When the CubeSat returns to Earth, it will burn up on re-entry.

The space agency selected 15 universities for grants of up to $250,000 for the nationwide effort. UVic is leading one of the initiatives in co-operation with students from the University of B.C. and Simon Fraser University, and has previously earned top prizes for its entries at the Canadian Satellite Design Challenge.

The main structure of CubeSats is fashioned from aluminum and they are typically 10-by-10-by-10 centimetres, or about the size of a Rubik’s cube, weigh about a kilogram and can be used alone or in groups of up to 24. But the UVic device has a slightly different design and is a touch bigger than the norm — approximately the size of a two-litre milk carton.

The advent of smaller components has made compact satellites efficient, and provide a cheaper option to build and launch.

“It’s amazing what you can do now with the advancements of technology,” said Tony Pellerin, manager of the mechanical-engineering group at the Canadian Space Agency.

In the early 1990s, a typical satellite weighed a tonne. The size eventually dropped to 250 to 500 kilograms, since weight is the prime expense of sending satellites into space. Some weigh less now.

CubeSats were developed with students in mind, but businesses also use the devices for their own missions, Pellerin said.

Despite their size, CubeSats have uses ranging from carrying new cameras to test their reliability to conducting experiments, like gathering information on magnetic fields to assess their use in earthquake detection.

Plans for the CubeSats that are part of the student project include monitoring the Prince Edward Island potato crop to get a better idea of when to plant.

Dalhousie University’s satellite will be launched in October, as well, with the other 13 set to go in early January.

Work began on ORCASat in September 2018, with UVic taking on the added challenge of building everything themselves, Doknjas said. The pandemic affected the original schedule, which called for completion in two years.

“Ninety per cent of the spacecraft is designed, assembled, tested here in Victoria, and we use a lot of local manufacturing to help us out, as well,” Doknjas said.

Another UVic team member, 25-year-old fourth-year ­electrical-and-computer engineering student Stefan Bichlmaier, said he joined the project just as he was starting his degree.

“Right at the beginning I didn’t really understand the whole engineering process.

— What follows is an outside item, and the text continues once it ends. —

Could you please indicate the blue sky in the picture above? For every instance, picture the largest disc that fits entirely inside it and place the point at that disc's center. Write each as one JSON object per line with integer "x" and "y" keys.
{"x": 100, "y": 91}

I didn’t even know it was possible to be part of a project that could go into space.

“Putting something into space does require a lot of certainty into what you’re designing, so being part of that was a good jump start into becoming an engineer.”

Pellerin said their satellite has basic elements such as a power system made up of solar panels and batteries, a computer and a radio system for communication with the device.

He said the “science objective” for UVic is to have a satellite that functions as an “artificial star” — with a laser as its light source.

Like real stars, ORCASat emits light and is visible with a telescope, he said, although ORCASat will appear red rather than yellow.

While looking at stars, you only know how bright they appear to you, not how bright they actually are, Doknjas said. But since the ORCASat is equipped to measure its own brightness, the UVic team has two values to compare.

“They want to correct for the atmospheric effect on the light,” Pellerin said. “They can transfer this information to astronomers, who can actually use that information to fine-tune their images when they look at stars.”

Bichlmaier likened the experiment to taking away the “twinkling” effect, caused by the atmosphere, from stars that are observed from Earth.

The goal of the project is to give professors at post-secondary institutions a chance to introduce students to an actual space mission, with space agency experts available to guide the teams.

About 510 CubeSats from 50 countries have been deployed since the first one went into space in 2003. The standard size for the CubeSat was established in 1999 by professors at California Polytechnic State University and Stanford University.